Os carismáticos fundamentam suas ações no texto bíblico dos Atos dos
Apóstolos, em que aparece o dom de línguas em Pentecostes (At 2,5-13). E também
se alicerçam freqüentemente no apóstolo Paulo, principalmente nas cartas aos
Coríntios, quando ele fala dos dons do Espírito Santo.
É claro que podemos encontrar algumas explicações para este fenômeno, a
maioria levando em consideração o aparelho psíquico do indivíduo e toda uma série
de teorias desenvolvidas pela psicologia. Por sua vez, religiosos também oferecem
explicações apoiadas em suas crenças, com toda uma doutrina teológica. Embora seja
muito interessante refletir sobre o fenômeno, qual seria sua gênese, qual o mecanismo
que desencadeia este acontecimento. Mesmo porque seria interessante aprender e
utilizar várias línguas sem precisarmos passar por todo aquele processo de ensino-
aprendizagem de uma nova língua. Creio que uma pesquisa deste porte demoraria
muito tempo e muito esforço, não só teórico, mas também na elaboração de um
experimento que norteasse a uma resposta satisfatória e conclusiva. Para que, ao
compreendermos o mecanismo desta capacidade humana que ora desconhecemos,
pudéssemos usufruir os seus benefícios.
Nesta pesquisa que ora desenvolvo, o objeto é mais simples e humilde, embora
também demande esforço e muito trabalho teórico, que por sua vez quem sabe poderá
no futuro auxiliar quem se disponha a estudar o propriamente dito mecanismo de
funcionamento da glossolalia.
O meu objetivo é estudar, não o fenômeno da glossolalia, mas o glossólalo, ou
seja, o indivíduo que manifesta este fenômeno. Como se constitui a subjetividade de
uma pessoa que passa a pertencer a um grupo carismático e descobre este “dom”
(segundo a visão dos próprios) de falar e orar em línguas.
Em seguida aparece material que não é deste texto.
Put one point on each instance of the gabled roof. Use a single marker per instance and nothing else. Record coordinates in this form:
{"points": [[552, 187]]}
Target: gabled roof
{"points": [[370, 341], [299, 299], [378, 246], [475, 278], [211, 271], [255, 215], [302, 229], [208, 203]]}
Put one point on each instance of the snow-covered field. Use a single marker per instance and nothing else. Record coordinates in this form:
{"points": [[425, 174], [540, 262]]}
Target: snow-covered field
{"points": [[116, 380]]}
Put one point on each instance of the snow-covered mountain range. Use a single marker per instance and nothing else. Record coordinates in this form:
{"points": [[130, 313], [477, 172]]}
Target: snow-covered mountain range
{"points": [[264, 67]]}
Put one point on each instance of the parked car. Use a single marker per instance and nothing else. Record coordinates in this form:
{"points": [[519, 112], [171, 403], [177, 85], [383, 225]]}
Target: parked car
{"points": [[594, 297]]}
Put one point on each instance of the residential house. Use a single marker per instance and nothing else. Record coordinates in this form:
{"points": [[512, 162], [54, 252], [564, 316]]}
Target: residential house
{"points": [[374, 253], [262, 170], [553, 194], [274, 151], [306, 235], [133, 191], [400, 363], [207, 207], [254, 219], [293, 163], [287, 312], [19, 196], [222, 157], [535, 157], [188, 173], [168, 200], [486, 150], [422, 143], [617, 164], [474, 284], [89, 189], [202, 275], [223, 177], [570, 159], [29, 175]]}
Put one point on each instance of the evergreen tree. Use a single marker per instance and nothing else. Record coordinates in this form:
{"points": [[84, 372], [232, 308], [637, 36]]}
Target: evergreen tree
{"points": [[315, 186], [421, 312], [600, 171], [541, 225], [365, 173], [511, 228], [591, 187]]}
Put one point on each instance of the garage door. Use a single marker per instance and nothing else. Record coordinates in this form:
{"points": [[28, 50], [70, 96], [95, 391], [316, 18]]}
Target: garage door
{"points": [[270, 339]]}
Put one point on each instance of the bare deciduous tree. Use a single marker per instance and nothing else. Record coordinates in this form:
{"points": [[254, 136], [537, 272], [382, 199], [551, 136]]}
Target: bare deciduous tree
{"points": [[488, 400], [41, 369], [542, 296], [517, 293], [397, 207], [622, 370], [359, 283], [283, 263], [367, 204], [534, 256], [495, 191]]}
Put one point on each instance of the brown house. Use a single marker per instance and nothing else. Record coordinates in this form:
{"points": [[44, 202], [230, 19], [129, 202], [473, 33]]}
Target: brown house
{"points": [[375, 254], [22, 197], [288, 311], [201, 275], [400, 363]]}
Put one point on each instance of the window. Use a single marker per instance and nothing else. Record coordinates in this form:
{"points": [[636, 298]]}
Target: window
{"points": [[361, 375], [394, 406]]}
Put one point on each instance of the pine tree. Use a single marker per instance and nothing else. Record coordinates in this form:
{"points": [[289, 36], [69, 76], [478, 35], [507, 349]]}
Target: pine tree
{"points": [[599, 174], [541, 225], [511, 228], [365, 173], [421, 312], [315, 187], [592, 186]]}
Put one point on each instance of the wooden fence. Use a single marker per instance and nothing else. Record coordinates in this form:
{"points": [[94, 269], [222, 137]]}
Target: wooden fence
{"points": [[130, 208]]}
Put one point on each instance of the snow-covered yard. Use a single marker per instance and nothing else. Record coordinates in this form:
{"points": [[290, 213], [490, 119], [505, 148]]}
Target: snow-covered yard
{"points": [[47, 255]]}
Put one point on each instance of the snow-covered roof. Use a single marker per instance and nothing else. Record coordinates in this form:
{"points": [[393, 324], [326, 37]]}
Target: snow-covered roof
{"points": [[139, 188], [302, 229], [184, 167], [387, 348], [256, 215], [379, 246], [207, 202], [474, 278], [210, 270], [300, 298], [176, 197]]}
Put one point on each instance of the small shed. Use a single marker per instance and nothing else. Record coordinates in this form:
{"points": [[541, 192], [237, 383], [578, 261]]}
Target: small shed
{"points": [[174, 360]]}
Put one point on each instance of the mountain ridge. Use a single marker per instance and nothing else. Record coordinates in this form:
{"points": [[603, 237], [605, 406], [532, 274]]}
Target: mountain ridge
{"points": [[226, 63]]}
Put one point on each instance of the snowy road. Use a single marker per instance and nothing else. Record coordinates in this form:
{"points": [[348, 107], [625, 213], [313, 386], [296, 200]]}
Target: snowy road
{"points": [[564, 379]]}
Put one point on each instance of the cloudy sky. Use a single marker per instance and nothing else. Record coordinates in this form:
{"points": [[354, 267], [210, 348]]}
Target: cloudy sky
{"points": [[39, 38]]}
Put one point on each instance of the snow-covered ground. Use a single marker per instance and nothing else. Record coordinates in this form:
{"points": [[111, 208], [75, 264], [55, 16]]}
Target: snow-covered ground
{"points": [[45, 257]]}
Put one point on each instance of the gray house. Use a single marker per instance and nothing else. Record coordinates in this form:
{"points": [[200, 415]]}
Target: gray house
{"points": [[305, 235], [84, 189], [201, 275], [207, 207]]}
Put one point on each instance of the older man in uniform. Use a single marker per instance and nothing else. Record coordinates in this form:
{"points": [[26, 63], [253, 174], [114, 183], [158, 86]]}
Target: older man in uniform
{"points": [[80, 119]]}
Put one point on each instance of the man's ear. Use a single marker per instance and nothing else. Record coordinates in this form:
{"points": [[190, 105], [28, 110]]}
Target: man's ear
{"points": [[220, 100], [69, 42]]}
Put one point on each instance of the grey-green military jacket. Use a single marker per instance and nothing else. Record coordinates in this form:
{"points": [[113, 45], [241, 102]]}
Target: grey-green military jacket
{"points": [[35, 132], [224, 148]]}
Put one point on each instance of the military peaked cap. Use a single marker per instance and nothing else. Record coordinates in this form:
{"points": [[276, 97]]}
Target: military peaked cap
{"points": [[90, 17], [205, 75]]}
Neste caso, não vou entrar no mérito da questão e procurar averiguar se o que
se fala no grupo é realmente uma língua. Pode não ser uma língua, um idioma com
um conjunto de termos e regras e com uma gramática constituída. Mas podemos
entender sim como uma linguagem, ou seja, uma forma de expressão que de certa
forma está comunicando algo. Para aqueles que pertencem ao universo simbólico do
grupo carismático, há sim uma mensagem expressa por aquele que está falando,
orando ou cantando em línguas, embora para aquele que está fora do grupo possa ser
algo sem sentido.
Então, o que procuro é compreender a influência da glossolalia na
subjetividade da pessoa que vive este fenômeno e se, por manifestar este “dom”, ela
se considera possuir um sinal, uma aprovação de Deus. E se este sinal o faz diferente
dos demais.
Antes de procurar as pessoas para propor a entrevista e dar esclarecimentos
sobre a pesquisa eu freqüentava os grupos para observa-los. Este procedimento era
necessário para que assim eu pudesse verificar a participação daqueles que pretendia
entrevistar. As pessoas sempre me trataram de forma cortês, sendo acolhedoras, mas
quando eu lhes falava da minha intenção, ou seja, da pesquisa e da necessidade da
entrevista, eu sentia que as pessoas mudavam. O que freqüentemente eu ouvia era:
“vamos verificar”, “precisamos conversar com o padre e ver se ele autoriza”, “não sei,
isto é coisa de fé e não de pesquisa”. Quando eu procurava novamente as pessoas para
saber a decisão de participar ou não da pesquisa havia a negativa. “O padre não
autorizou”, “a pessoa que podia falar com você, adoeceu e não vai poder”. Estas
atitudes se repetiam de comunidade para comunidade. As pessoas se comportavam
como que se houvesse um certo desconforto. E somente na quarta comunidade que eu
observei é que obtive sucesso. Prontamente as pessoas se dispuseram a colaborar e já
gentilmente forneciam o número do telefone para que pudéssemos combinar mais
detalhes sobre a entrevista.
São estas questões que me levaram a elaborar esta pesquisa, para que eu possa
realmente estudar o tema e desenvolver uma pesquisa científica com objetividade. As
interrogações que tenho e as possíveis explicações são frutos de um incômodo, de
uma inquietação que necessitam de resposta. No momento são explicações que
surgem de uma forma a priori e que requerem um aprofundamento cientifico para não
ficarem no campo da opinião.
Para compreendermos melhor a questão da glossolalia nos grupos carismáticos
e a subjetividade do glossólalo se faz necessário entendermos que o ser humano
constrói a realidade onde está inserido. E que esta realidade criada por ele também
trará influência sobre ele mesmo. É o que veremos no próximo capítulo.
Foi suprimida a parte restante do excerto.